You can actually use these for all the chat bots that I tried here today. Uh I didn't even use a credit card. So, I'm going to leave a link in the description to the chatbots. Yeah, not the credit cards. No evaluation is complete without a criticism. You can and you should be critical three things at least.

The prompt, the checklist, and the fact that each chatbot only got one chance. So, I want to start by defending the one shot or one chance. In a normal research paper that you'd like publish, you'd want probably at least a sample of three or 10 depending on the effect size and the variance of the sample.

For this video, I chose to go with just one because in the real world, you actually only give AI one shot. You're not going to I mean, if you don't know how to read the research or if you don't already understand the research, you're not going to know what facts to try to dig out of it. So if that can't happen, then you're probably going to be left with incomplete information, which is a problem.

So the second thing that I want to defend is the prompt or message. As for the prompt or message, you can say that I had too many tough things. For example, not many of them knew to really explain or elaborate on the stroke model or the Alzheimer's model. And none of them actually talked about the importance of effect size.

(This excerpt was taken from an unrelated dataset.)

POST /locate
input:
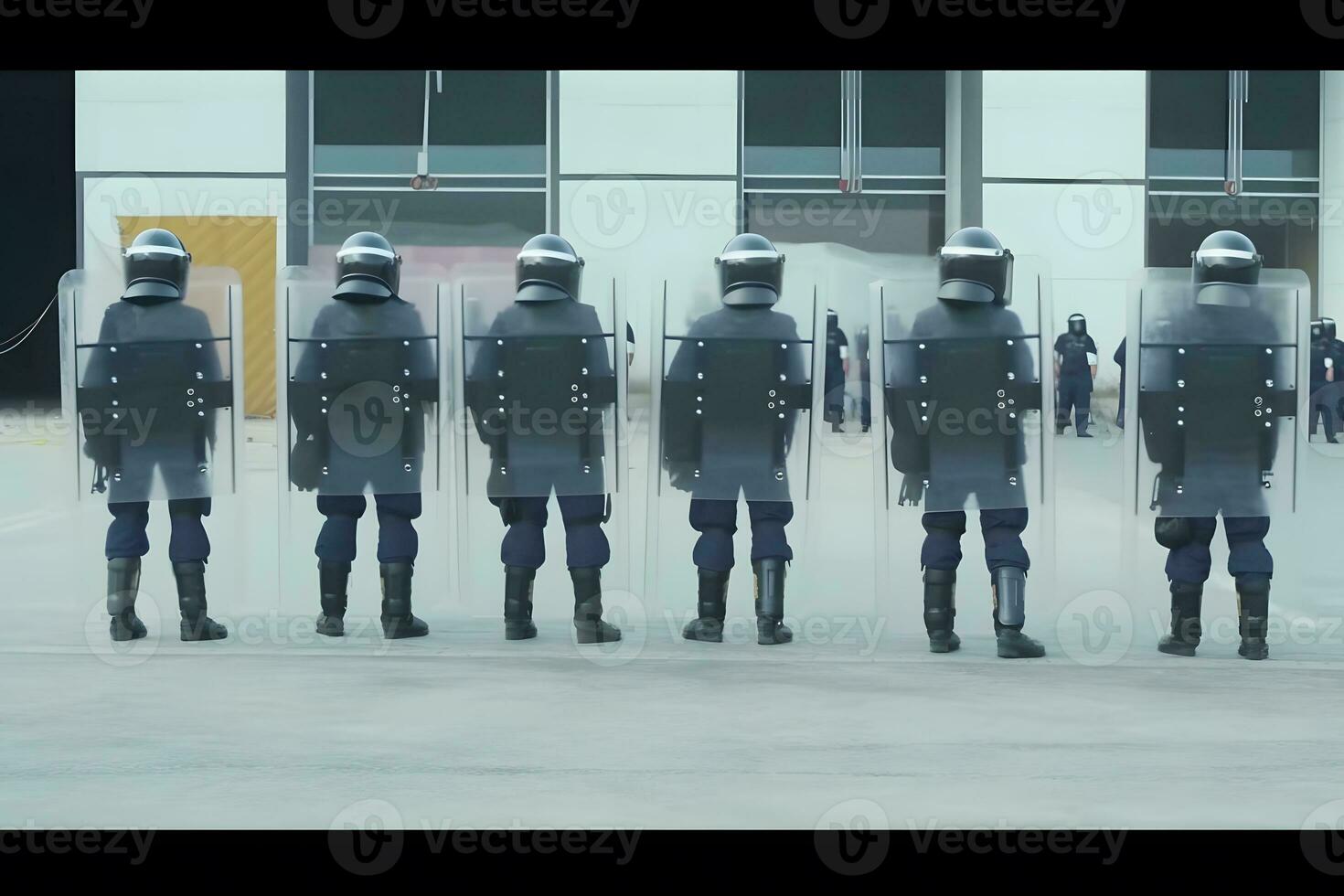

What does it actually mean for an uptake ratio to rise to two? Although these are very tough are important for understanding. Statisticians call interaction effects. So an interaction effect is for example, let's say you are an orange traffic cone and you hear that orange traffic cones are hard to see.

They're not as visible as black traffic cones. You're a menace. You decide to steal art from the Loura or is it Louv? But yeah, so you do that and then you get caught. Bam. You blame the research paper. You're like, "Oh, I thought orange traffic cones are not visible." But if you understand the research paper, you would have known that this research was conducted in Willy Wonka land where orange traffic cones are less visible and black traffic cones are more visible.

Lou is nothing like Willy Wonka Land. you have here is an interaction between the environment louver or Willy Wonka with the color of the cones to affect visibility. And that is all I have to criticize for now, but let me know in the comments if you can think of more. Okay, so criticism aside though, let's talk about the good parts of AI in health research.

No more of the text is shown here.